Entender cómo funciona la economía no es sencillo, y es aún peor cuando los economistas no nos esforzamos lo suficiente para traducir la jerga económica en lenguaje sencillo. Estimar costos implica supuestos y predicciones a futuro, sin embargo, es algo que se realiza con frecuencia, y es un recurso que debería ser imperativo entre candidatos. Después de todo, ¿cómo puede una persona decir que podrá liderar el país sin saber cuánto costará y cómo lo financiará? O desde otro punto de vista, ¿cómo podemos entregar un voto a quiénes no aclaran esto?

Hay países donde el tema costos y financiamiento es clave en el debate, como Reino Unido, Australia o Nueva Zelanda. Esto no los libra de discusiones entre candidatos, pero eleva el nivel de discusión.

Países Bajos está todavía un paso más adelante con la Oficina de Análisis de Política Económica (Centraal Planbureau, en holandés), un organismo público pero independiente que realiza proyecciones económicas y análisis de las finanzas públicas. Una de las facultades de la Oficina es la de analizar las propuestas electorales de los principales candidatos (o partidos) sobre el gasto, el desempleo, la inflación, el modo de financiamiento, entre otros. Tener un organismo que de forma evalúa las diferentes propuestas de forma independiente y usando los mismos parámetros y supuestos base, permite realizar una mejor comparación entre las diferencias propuestas. Además, exige a los candidatos y partidos a tener un costeo preliminar y transparente sobre sus propuestas, contribuyendo a que los votantes tengan más y mejor información.

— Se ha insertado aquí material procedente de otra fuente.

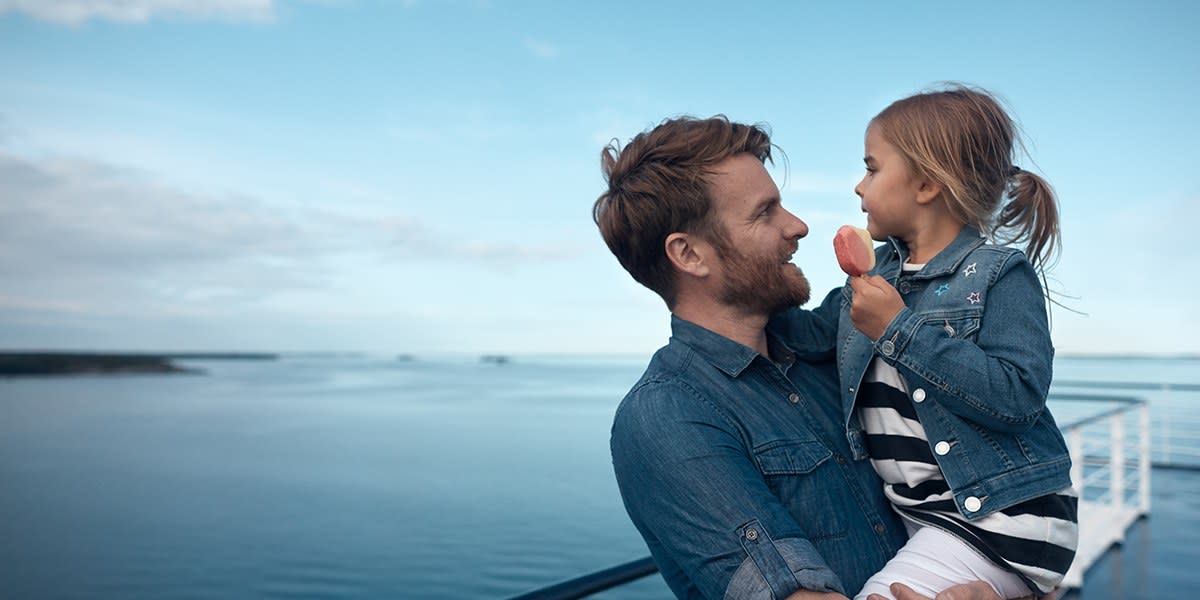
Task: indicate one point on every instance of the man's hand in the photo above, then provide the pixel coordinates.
(804, 594)
(973, 591)
(875, 304)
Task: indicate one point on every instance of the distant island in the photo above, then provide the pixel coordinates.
(70, 363)
(495, 359)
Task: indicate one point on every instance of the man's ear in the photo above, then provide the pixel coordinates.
(688, 253)
(928, 190)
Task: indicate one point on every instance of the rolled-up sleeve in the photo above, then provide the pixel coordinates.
(691, 487)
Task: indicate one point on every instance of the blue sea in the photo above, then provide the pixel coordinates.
(337, 477)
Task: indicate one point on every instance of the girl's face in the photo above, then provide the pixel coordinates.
(888, 190)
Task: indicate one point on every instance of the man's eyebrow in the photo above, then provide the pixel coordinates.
(766, 202)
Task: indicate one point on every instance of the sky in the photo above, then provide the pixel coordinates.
(417, 177)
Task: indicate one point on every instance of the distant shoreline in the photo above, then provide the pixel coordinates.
(13, 364)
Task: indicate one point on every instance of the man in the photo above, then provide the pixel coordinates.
(730, 453)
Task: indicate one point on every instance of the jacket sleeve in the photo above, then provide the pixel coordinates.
(691, 489)
(1002, 378)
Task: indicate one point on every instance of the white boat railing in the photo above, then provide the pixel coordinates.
(1175, 421)
(1110, 451)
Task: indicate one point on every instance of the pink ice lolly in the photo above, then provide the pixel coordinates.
(856, 255)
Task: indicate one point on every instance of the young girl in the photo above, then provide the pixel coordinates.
(945, 351)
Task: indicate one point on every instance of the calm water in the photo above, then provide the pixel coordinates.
(330, 478)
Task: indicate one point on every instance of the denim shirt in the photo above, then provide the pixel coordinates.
(973, 346)
(736, 472)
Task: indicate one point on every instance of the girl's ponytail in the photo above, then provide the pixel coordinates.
(1031, 217)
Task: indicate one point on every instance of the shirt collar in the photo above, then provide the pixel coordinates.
(948, 259)
(730, 357)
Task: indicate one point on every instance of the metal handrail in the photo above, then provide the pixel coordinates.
(594, 582)
(622, 574)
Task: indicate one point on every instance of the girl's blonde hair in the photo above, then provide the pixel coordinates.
(963, 138)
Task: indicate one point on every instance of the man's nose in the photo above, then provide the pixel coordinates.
(797, 228)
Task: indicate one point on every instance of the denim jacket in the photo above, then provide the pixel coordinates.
(973, 346)
(736, 472)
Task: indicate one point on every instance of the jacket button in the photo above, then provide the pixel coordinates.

Tener un organismo como la Oficina de Análisis de Política Económica de Países Bajos en Uruguay podría ser una buena idea para un futuro, pero sería poco probable que suceda en el corto plazo, definitivamente no antes de terminar la campaña electoral. Sin embargo, deberíamos recordarla durante la campaña electoral que se viene, para tener bien presente que no sólo debemos reclamar propuestas, sino también costos y medios de financiamiento. ¿Cuáles propuestas? ¿Cuánto costarán? ¿Cómo se pagarán?